Cue my confused head tilt. Are the cover-up charges facing Curley and Schultz not something of a hint that there was more at play in the Penn State scandal than one deceptive criminal? It’s merely “wishful thinking” to hope that administrators who suspected sexual abuse would follow through on those to the furthest degree possible?
After a few more pages documenting the meticulous, unsavory methods of Sandusky and other pedophiles, the end of “In Plain View” hits like a nosedive into a shallow swimming pool. Why didn’t Schultz, Curley, Spanier, and yes, Joe Paterno, do more when Mike McQueary reported the now-infamous 2001 shower incident? Gladwell assesses:
“Horsing around in the shower?
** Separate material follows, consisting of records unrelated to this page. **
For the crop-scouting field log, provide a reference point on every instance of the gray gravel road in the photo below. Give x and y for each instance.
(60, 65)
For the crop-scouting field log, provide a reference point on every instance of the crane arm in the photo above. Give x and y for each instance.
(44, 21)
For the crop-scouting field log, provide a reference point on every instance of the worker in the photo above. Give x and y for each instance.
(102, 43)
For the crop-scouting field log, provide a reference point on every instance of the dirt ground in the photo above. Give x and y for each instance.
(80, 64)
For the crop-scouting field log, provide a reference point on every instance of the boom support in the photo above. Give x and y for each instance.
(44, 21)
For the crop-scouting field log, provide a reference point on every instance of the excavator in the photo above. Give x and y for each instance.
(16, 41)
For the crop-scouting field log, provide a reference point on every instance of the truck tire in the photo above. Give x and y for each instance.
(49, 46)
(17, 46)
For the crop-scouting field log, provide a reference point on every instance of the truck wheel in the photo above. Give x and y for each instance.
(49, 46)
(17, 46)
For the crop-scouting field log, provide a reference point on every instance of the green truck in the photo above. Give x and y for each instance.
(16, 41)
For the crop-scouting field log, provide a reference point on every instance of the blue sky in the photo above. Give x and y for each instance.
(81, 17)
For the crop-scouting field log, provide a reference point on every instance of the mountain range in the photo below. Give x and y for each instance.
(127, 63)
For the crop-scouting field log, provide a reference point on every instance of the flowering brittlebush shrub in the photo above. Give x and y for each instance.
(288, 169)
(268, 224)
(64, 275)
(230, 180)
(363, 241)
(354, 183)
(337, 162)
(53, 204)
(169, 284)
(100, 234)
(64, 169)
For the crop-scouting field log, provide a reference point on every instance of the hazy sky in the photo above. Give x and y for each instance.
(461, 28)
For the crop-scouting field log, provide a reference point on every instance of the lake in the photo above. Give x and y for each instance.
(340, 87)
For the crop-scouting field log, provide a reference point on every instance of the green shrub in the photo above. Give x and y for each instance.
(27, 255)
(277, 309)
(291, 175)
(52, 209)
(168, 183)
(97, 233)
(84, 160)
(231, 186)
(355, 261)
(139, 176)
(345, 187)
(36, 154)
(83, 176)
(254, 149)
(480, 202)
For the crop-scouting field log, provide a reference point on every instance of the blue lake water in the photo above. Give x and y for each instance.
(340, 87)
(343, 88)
That was Jerry being Jerry. It did not occur to them that the goofy, horseplaying Sandusky they thought they knew was another of Sandusky’s deceptions.”
And that, hopeful readers, is it. That is the harshest thing Gladwell has to say about any of the officials involved, other than a nondescript mention that they “currently face criminal charges.” He doesn’t say what the charges are. Or mention the subsequent investigations that suggest they knew exactly the type of “horseplay” Sandusky was engaging in. The problem, according to Gladwell, is not that officials were too scared to disturb the Happy Valley ethos, or that maybe the pecking order between the school and its football program was just a leetle off-balance, but that Sandusky was a magician of public image. An expert at his “tradecraft.” He just had them completely duped.
It’s a disturbingly short-sighted diagnosis of the Penn State problem. Instead of using the “criminal psyche” lens as a way to illuminate dark, uncharted corners in the oft-told narrative, Gladwell only shines a distant spotlight, casting Sandusky in a monotone pall and leaving the characters around him unquestioned. It’s an oversimplification that dismisses an institutional failure as just a cautionary instance of weasel-predators fooling their peers.
It was wishful thinking, on my part, to hope that any one piece of star-aligning, sense-making prose could answer all the questions raised by the Penn State tragedy. And Gladwell is right that psychological manipulation is key to understanding such crimes. But to place the blame exclusively on the criminal himself—and not on the moral compass of those around him—is to ignore a crucial reason why, as Gladwell himself puts it, “child molestors get away with it.”